Dívidas e incerteza quanto à continuidade do Programa Bolsa Universitária preocupa o SEMESG

17/12/2018 11:15

Dívidas e incerteza quanto à continuidade do Programa Bolsa Universitária preocupa o SEMESG

Apreensão, preocupação e incertezas quanto ao futuro do Programa Bolsa Universitária. Com isso, milhares de estudantes estão preocupados quanto a possível perda do benefício e, como consequência, terem que abandonar seus cursos por falta de condições próprias para custear os estudos uma vez que possuem baixo poder aquisitivo. Além dos alunos as entidades mantenedoras enfrentam graves problemas financeiros devido ao atraso no repasse de recursos pelos serviços prestados.

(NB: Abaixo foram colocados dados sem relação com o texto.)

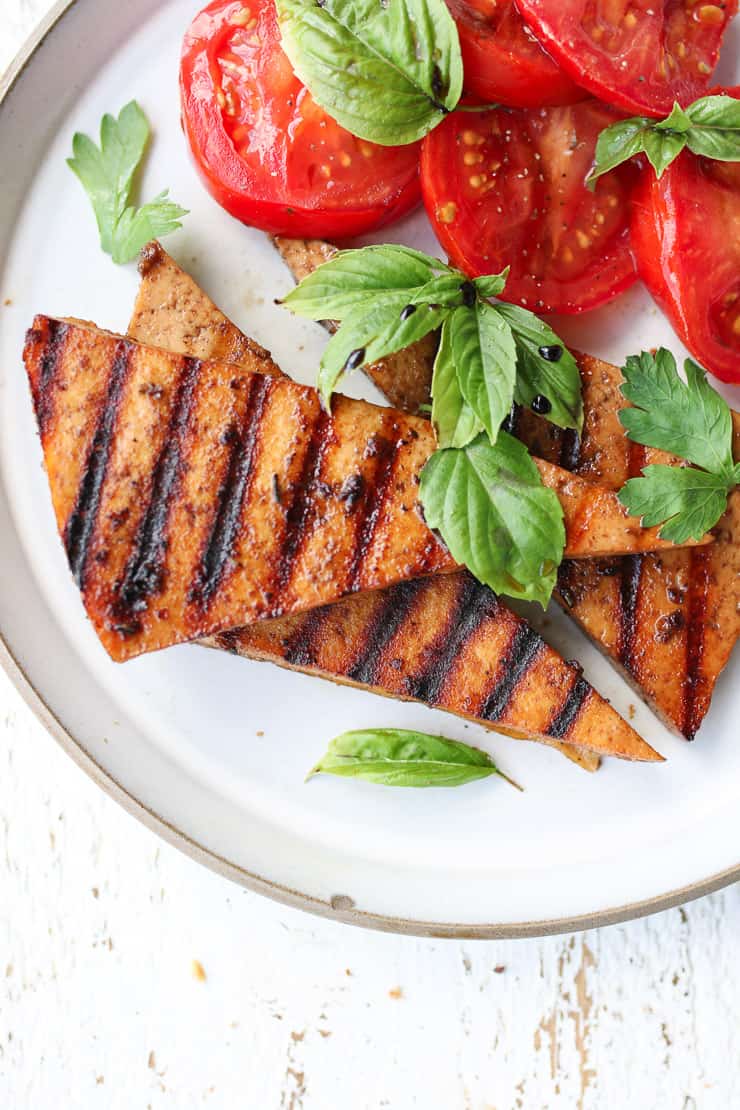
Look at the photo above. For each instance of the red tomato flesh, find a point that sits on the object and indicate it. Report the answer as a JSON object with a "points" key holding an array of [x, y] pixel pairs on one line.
{"points": [[505, 187], [686, 238], [640, 56], [503, 61], [265, 150]]}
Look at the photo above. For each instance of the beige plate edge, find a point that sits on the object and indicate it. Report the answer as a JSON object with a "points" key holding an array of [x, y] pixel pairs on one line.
{"points": [[256, 883]]}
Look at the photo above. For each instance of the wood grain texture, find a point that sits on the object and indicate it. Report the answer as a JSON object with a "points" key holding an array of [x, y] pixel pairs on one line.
{"points": [[102, 929]]}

Na última sexta-feira (14) o Sindicato das Entidades Mantenedoras do Ensino Superior do Estado de Goiás (SEMESG) promoveu uma Assembleia Geral Extraordinária quando vários assuntos foram discutidos. Participaram representantes de mais de quarenta estabelecimentos filiados e não filiados à entidade. As principais discussões giraram em torno do Programa Bolsa Universitária, programa social considerado de grande importância social, gerenciado pela Organização das Voluntárias de Goiás (OVG) e executado pelas Universidades e faculdades privadas. Atualmente o programa beneficia 26.400 alunos de baixo poder aquisitivo.

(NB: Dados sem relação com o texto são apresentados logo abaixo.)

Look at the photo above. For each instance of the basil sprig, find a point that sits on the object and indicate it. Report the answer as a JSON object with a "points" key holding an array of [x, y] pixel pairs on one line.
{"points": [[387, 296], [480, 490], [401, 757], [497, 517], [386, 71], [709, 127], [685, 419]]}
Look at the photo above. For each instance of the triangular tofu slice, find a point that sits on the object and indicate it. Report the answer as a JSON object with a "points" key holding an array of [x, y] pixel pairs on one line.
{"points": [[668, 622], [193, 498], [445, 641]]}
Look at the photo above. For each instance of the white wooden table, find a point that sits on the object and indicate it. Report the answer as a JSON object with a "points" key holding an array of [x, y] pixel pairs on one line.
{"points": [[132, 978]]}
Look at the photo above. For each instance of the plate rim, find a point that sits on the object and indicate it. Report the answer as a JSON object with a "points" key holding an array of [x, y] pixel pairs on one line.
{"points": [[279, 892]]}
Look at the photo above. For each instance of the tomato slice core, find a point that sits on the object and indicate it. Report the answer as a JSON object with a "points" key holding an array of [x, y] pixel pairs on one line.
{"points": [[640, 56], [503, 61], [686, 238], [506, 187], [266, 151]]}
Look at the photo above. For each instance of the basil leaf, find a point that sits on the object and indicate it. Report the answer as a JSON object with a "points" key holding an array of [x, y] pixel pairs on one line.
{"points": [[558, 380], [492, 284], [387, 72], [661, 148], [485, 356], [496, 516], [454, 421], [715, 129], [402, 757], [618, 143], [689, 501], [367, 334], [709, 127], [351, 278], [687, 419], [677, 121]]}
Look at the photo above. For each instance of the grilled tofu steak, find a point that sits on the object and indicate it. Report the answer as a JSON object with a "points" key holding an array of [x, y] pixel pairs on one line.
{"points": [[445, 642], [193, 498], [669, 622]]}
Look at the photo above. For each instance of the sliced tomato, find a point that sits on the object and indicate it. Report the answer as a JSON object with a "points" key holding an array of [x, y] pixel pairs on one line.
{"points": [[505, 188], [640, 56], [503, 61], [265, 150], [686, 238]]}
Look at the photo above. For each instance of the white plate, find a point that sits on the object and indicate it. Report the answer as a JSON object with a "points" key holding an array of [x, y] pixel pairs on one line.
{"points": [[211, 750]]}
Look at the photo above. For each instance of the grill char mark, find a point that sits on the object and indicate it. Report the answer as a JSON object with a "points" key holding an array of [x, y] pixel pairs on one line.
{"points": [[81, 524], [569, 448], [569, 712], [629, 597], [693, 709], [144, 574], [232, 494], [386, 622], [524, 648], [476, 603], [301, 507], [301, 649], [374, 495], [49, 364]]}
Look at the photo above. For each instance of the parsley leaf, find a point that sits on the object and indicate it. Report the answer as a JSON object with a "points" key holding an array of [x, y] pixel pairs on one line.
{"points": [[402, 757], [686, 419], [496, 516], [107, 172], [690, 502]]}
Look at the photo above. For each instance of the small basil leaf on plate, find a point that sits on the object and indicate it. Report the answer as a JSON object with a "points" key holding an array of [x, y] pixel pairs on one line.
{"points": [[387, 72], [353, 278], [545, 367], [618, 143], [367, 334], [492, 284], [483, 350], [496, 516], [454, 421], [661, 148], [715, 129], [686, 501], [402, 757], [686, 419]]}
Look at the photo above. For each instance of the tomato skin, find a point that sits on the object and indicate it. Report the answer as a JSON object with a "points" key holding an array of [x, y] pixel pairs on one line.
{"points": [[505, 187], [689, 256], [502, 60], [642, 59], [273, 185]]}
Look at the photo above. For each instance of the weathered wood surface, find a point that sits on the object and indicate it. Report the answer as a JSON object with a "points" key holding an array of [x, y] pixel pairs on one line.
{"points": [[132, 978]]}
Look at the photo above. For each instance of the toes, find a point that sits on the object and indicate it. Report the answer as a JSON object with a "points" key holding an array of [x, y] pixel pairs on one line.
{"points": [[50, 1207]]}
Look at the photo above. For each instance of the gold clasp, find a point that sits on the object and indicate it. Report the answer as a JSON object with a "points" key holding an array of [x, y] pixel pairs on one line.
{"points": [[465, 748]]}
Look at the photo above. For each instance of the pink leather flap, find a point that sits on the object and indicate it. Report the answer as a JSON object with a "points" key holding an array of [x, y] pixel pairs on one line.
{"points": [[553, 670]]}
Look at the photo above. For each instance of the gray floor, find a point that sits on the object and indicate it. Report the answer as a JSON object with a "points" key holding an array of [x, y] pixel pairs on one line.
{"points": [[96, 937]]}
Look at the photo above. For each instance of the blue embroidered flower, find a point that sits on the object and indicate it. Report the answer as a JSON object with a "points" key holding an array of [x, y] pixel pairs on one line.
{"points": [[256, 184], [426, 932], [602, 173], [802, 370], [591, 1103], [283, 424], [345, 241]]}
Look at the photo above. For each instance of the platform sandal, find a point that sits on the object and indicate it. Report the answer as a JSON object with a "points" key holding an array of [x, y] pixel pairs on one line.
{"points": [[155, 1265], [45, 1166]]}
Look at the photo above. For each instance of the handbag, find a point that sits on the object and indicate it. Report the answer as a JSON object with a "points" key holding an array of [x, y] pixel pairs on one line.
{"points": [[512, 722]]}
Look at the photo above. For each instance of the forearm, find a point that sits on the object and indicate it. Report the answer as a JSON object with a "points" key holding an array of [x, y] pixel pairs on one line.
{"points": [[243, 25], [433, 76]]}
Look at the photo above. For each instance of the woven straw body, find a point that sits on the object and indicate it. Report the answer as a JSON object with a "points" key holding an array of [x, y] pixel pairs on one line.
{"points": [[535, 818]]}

Entretanto, o atraso no pagamento feito pelo Governo do Estado às entidades mantenedoras vem gerando problemas financeiros e muita apreensão quanto à manutenção do programa. A situação agrava-se ainda mais uma vez que está se aproximando o período das matrículas para o ano de 2019. Até novembro último já se totalizam sete meses em atraso com um montante de dívida acumulado em R$ 72 milhões. Ao encerrar o mês de dezembro essa dívida vai ultrapassar a R$ 82 milhões.

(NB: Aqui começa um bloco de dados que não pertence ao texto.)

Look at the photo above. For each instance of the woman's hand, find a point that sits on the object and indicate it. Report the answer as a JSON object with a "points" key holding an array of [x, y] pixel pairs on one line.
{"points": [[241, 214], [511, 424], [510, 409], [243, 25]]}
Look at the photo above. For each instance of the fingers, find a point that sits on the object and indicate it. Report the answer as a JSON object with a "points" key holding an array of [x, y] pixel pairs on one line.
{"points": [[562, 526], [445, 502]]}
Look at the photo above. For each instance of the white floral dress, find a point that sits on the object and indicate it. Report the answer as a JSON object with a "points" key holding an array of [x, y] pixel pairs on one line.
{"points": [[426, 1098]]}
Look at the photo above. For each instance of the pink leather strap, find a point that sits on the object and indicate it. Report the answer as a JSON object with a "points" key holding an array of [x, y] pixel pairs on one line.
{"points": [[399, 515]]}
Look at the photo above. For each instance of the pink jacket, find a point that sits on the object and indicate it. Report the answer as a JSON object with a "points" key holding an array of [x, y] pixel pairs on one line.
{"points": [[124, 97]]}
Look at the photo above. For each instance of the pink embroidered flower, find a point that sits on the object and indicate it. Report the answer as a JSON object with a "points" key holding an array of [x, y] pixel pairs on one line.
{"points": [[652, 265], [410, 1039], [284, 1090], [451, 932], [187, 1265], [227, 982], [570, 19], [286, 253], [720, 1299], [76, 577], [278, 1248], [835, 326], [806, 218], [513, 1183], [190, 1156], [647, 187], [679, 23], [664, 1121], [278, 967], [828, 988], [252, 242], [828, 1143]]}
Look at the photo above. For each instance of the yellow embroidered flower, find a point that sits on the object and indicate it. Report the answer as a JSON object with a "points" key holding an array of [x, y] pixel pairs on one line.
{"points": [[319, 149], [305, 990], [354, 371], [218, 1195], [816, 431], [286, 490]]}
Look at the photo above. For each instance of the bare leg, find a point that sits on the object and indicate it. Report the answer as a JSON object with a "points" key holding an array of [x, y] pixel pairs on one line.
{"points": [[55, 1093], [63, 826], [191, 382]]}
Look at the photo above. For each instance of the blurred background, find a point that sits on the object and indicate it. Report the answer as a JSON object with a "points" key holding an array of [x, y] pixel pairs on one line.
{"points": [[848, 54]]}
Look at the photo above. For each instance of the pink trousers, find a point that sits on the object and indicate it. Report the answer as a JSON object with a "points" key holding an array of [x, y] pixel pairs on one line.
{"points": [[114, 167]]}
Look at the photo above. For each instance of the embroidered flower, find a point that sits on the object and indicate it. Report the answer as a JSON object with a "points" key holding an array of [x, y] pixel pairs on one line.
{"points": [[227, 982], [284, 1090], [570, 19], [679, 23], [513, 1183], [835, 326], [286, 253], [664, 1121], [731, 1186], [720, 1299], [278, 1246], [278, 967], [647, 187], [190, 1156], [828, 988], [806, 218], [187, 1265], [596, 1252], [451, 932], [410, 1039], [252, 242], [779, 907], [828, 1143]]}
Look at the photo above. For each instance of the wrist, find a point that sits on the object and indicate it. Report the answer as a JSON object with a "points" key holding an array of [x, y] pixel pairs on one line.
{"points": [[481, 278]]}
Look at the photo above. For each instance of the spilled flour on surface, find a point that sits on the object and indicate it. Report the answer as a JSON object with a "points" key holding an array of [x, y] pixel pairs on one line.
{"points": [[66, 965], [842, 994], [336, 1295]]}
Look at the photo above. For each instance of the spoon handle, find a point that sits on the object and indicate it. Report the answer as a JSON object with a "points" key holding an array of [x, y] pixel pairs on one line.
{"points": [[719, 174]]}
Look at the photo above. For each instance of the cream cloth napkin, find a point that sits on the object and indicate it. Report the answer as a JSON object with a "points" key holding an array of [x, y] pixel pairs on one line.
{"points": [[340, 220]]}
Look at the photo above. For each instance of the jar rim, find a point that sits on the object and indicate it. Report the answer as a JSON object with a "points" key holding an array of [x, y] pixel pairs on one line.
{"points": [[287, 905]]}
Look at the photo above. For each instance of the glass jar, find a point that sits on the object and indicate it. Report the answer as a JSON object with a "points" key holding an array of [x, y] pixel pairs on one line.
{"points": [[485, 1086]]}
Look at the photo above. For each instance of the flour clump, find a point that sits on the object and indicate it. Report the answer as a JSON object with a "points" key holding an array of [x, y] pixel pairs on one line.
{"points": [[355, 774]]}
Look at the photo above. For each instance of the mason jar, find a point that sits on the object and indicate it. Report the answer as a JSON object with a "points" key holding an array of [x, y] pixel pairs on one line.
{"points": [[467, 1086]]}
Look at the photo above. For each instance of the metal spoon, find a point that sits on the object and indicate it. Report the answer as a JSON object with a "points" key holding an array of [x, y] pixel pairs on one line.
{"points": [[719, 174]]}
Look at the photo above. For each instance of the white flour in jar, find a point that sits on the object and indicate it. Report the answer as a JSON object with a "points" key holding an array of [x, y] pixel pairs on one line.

Durante a assembleia do SEMESG vários participantes relataram as enormes dificuldades financeiras que vêm enfrentando. O presidente do sindicato Jorge de Jesus Bernardo classificou a atual situação como “insustentável, tanto é que vários estabelecimentos estão com a continuidade de suas atividades ameaçada se não houver uma atualização desses pagamentos o mais rápido possível”. Acrescenta que “enquanto o Governo Estadual não cumpre a sua obrigação, deixando milhares de jovens num clima de extrema apreensão, as entidades mantenedoras continuam exercendo com dedicação suas funções para a manutenção do programa. Em contrapartida elas fazem um grande sacrifício para pagar em dia os seus trabalhadores, professores, encargos sociais e fornecedores. Mas não sabemos até quando elas vão suportar”.

O SEMESG tenta uma audiência junto ao governador José Éliton para tratar do assunto e buscar uma saída para o problema, mas até agora não conseguiu. O sindicato se reuniu com a diretora geral da Organização das Voluntárias de Goiás, Idelma Rodrigues, quando discutiu o assunto. Entretanto não obteve nenhuma informação sobre um calendário de pagamentos. Nem mesmo se o atual governo vai pagar ou não alguma parcela antes de deixar o cargo.

As entidades mantenedoras também esperam um posicionamento do próximo Governo quanto à manutenção ou não do Programa Bolsa Universitária para o ano que vem. Para tanto já foi solicitada uma audiência com o governador eleito, senador Ronaldo Caiado, e o SEMESG aguarda um agendamento. Para Jorge de Jesus é importante que esse encontro ocorra o quanto antes “uma vez que as matrículas para 2019 estão se aproximando e não há nada definido sobre o assunto. Apenas algumas sinalizações de manutenção do programa por parte do próximo governo, mas através de declarações à imprensa”.

Na assembleia geral do sindicato decidiu-se que quando da assinatura do contrato de matrícula entre o aluno e a entidade será acrescentado um adendo informando de que não estará garantido o beneficio do Bolsa Universitária.